Il y a très longtemps, on ne disposait que de peu de moyens pour soigner les malades. On s'est d'abord tourné vers la nature et on a trouvé que certaines plantes pouvaient se révéler utile, probablement par essais et erreurs. Les connaissances ont progressé lentement au début, mais depuis l'Egypte antique ou la Grèce d'Hippocrate, on a réalisé des progrès énormes avec une médecine devenant de plus en plus scientifique, surtout à partir du XIXème siècle avec les progrès de la chimie et des techniques de laboratoire. Les médicaments et les techniques chirurgicales ont eu une croissance pratiquement exponentielle au XXème siècle jusqu'à notre époque, permettant d'améliorer non seulement notre longévité mais également notre qualité de vie.
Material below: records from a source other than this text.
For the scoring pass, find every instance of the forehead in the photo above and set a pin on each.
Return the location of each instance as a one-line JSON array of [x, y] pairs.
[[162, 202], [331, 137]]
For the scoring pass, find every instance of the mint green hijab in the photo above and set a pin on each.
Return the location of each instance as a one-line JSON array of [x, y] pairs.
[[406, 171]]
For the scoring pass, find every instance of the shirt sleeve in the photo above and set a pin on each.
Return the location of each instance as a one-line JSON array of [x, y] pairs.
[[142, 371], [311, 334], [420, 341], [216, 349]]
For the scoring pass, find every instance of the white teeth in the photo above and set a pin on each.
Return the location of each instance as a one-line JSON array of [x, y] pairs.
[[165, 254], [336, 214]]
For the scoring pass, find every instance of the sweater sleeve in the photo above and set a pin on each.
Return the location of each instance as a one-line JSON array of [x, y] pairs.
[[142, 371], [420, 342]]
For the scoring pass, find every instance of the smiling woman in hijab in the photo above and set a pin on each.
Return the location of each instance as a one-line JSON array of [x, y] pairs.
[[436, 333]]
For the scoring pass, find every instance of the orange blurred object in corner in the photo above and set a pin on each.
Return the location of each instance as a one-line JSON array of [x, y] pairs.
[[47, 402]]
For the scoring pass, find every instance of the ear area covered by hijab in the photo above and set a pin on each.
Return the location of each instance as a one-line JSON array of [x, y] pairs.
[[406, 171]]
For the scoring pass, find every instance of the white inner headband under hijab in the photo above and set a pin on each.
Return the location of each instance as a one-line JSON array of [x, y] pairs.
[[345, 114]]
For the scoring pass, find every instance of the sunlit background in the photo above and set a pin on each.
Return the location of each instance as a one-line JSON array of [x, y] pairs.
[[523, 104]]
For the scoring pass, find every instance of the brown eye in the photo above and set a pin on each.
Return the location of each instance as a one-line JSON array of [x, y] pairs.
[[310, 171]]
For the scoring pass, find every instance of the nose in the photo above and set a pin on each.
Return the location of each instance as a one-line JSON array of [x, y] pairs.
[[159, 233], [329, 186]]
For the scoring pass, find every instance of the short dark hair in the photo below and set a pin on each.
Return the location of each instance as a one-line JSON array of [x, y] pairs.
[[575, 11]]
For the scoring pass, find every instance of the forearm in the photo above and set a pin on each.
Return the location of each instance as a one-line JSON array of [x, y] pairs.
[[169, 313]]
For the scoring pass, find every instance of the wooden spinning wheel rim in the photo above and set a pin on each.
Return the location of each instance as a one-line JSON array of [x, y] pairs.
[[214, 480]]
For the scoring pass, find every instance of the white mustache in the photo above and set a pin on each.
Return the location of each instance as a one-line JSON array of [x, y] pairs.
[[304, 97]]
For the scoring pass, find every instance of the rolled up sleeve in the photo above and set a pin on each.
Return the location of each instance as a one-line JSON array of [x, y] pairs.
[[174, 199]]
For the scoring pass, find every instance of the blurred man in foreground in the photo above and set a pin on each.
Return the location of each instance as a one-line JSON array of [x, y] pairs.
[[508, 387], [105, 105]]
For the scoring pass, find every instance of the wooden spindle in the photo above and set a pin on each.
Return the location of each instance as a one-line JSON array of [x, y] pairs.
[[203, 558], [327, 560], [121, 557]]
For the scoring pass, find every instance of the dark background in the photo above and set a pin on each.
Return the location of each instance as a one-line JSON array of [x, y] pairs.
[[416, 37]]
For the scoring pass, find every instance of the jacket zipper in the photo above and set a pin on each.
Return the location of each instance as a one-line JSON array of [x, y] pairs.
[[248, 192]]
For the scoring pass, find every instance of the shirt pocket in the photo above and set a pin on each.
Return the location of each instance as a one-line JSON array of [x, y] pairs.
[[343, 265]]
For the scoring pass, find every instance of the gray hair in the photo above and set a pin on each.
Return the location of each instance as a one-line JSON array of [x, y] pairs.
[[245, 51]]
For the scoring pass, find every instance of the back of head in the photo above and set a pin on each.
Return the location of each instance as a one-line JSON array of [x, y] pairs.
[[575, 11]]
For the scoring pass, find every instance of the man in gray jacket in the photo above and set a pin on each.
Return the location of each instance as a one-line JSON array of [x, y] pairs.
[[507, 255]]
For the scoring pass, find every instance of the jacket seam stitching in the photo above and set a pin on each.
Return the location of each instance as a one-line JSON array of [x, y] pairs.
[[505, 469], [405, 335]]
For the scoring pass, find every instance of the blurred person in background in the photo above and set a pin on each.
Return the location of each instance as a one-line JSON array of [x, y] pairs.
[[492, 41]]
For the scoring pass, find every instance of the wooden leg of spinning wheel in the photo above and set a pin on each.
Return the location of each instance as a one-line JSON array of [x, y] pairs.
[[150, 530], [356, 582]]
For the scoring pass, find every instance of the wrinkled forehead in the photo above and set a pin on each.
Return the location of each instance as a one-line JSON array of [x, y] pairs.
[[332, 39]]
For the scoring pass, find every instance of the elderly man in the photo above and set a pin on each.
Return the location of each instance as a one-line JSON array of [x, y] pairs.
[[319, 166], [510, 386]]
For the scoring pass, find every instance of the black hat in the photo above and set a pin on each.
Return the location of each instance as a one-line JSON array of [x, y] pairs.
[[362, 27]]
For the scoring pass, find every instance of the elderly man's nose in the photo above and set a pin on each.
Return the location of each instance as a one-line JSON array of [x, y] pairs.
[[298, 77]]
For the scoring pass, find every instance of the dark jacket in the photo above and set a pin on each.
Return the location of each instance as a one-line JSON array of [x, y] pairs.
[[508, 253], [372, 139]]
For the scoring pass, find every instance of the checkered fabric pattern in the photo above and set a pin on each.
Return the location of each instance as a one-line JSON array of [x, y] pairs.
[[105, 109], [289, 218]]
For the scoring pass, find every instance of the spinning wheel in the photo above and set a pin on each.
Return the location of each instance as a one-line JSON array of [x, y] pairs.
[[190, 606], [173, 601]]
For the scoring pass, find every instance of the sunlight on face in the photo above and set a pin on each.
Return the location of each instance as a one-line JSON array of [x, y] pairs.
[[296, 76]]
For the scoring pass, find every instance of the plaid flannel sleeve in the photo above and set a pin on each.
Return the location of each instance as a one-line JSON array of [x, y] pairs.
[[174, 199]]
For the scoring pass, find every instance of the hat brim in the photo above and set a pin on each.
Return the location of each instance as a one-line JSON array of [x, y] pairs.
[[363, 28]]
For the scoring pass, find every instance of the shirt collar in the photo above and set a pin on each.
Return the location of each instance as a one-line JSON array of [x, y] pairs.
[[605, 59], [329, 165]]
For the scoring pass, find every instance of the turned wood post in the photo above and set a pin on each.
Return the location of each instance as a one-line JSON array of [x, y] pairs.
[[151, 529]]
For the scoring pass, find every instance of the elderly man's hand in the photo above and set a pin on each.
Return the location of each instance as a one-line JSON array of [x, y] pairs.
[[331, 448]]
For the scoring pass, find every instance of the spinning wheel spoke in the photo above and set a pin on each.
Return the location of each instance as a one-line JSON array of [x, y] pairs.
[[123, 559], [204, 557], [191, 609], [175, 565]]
La médecine scientifique se base sur des études qui au départ incluaient relativement peu de patients mais qui sont progressivement devenues randomisées, en double-aveugle, multicentriques et incluant des milliers de patients pour prouver l'utilité de telle ou telle avancée ou encore la supériorité d'une approche par rapport à une autre.
Parallèlement, vu la complexité croissante et l'hyperspécialisation, les médecins ont ressenti le besoin d'avoir des recommandations simples pour nous guider dans notre pratique de tous les jours, les fameux guidelines qui sont devenus ainsi une véritable institution en Cardiologie. Leurs mises à jour sont attendues frénétiquement chaque année et sont présentées en grande cérémonie lors de meetings internationaux comme celui de la Société Européenne de Cardiologie qui impose pratiquement un monopole sur le sujet.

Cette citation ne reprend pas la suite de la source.